Толстой забормотал сердито, но с горячей сердечностью:
– Не придирайся, пожалуйста, к словам. Ты и представить себе не можешь, как бы ты жил! Ты знаешь, как я, например, живу? У меня целое поместье в Царском Селе, у меня три автомобиля… У меня такой набор драгоценных английских трубок, каких у самого английского короля нету… Ты что же, воображаешь, что тебе на сто лет хватит твоей Нобелевской премии?
Он поспешил тогда переменить разговор.
Да, трудно жить в эмигрантской неустроенности, бедности. Но самое тяжкое – остаться без родины. Жить только писанием, творчеством? Даже для него, мученика, подвижника литературы, это трагически тяжело. Снова чертит перо знаки на листе, сплетаются буквы в слова, слова в строчки, несущие его боль, его муку:
«Две трети всех сил своей жизни я убил на этот будто бы необходимый для меня труд. Но жил все-таки не затем, чтобы только писать. Хотел славы, похвал, даже посмертной памяти (что уже бессмысленнее всего). Но всегда содрогался от мысли о том, что вот будут после моей смерти (без меня) сохнуть на полках библиотек мои книжки, от представления о моем бюсте на могиле под кладбищенской сенью или в каком-нибудь городском сквере, где в летнее предвечернее время с идиотским визгом будут носиться друг за другом вокруг него, вечно немого, неподвижного, тонконогие мещанские дети. На постаменте: «такому-то», а к чему все это? Кто об этом «таком-то» думает? Ниже две даты: год рождения, год смерти, с чертой между ними, и вот эта-то черта, ровно ничего не говорящая, и есть вся никому не ведомая жизнь «такого-то»… как тот или иной лик или след легендарных времен, какой-то незапамятной жизни со всеми ее первобытными (на взгляд нашедшего) людьми, одеждами, обычаями, жилищами, утварью – и вечной, вовеки одинаковой любовью мужчины и женщины, ребенка и матери, вечными печалями и радостями человека, тайной его рождения, существования и смерти»…
…Литература стоит на царях. Державин – царь. Пушкин – царь. И Гоголь – царь. И Лев Толстой – царь. А вот Бунин – царевич. Иван-царевич русской литературы.
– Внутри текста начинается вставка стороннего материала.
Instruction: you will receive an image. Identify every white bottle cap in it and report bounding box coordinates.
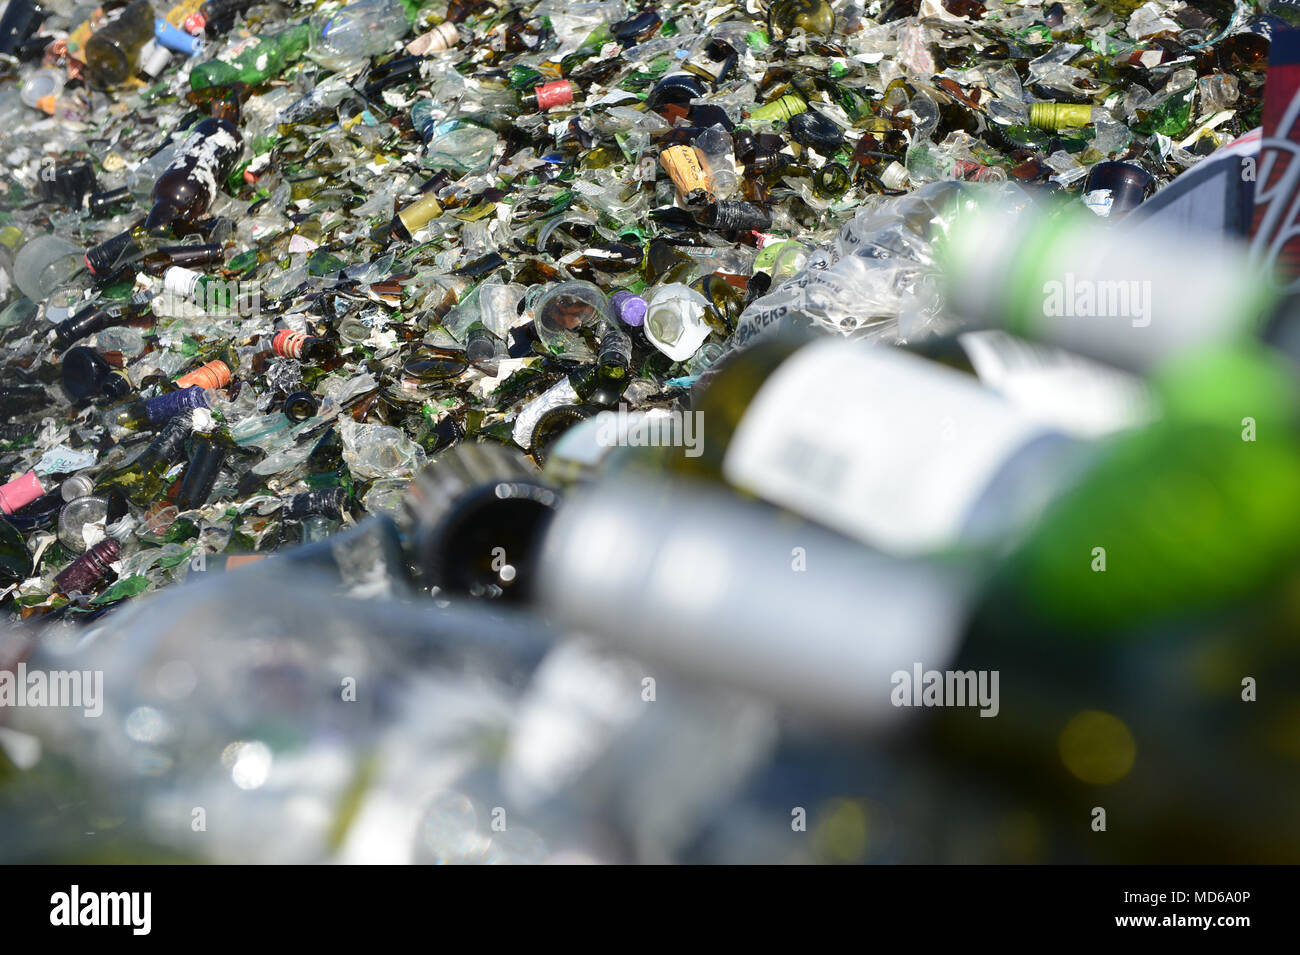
[163,265,202,297]
[880,161,909,191]
[140,40,174,79]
Его творчество завершает золотой век отечественной изящной словесности – кто будет спорить с этим! От Пушкина, Лермонтова, конечно, Тургенева, Фета, Алексея Константиновича Толстого и Толстого Льва, наконец, Чехова тянутся родники, питавшие прозу и поэзию Бунина.
Правда, надобно тут же внести коррективы в эту готовую стать олеографией картину. Два великих писателя – Гоголь и Достоевский – как будто бы не только не оказали воздействия на Бунина, но вызвали род отталкивания: Гоголя он считал гениальным, но «лубочным» художником, а о Достоевском говорил, что его герои выдуманы, а в его сочинениях собраны все запрещенные приемы в литературе. Но вот признание, опровергающее тезу – хотя бы в отношении Гоголя: «У Гоголя необыкновенное впечатление произвели на меня «Старосветские помещики» и «Страшная месть». Какие незабвенные строки! Как дивно они звучат для меня и до сих пор, с детства войдя в меня без возврата, тоже оказавшись в числе того самого важного, из чего образовался мой, как выражался Гоголь, «жизненный состав».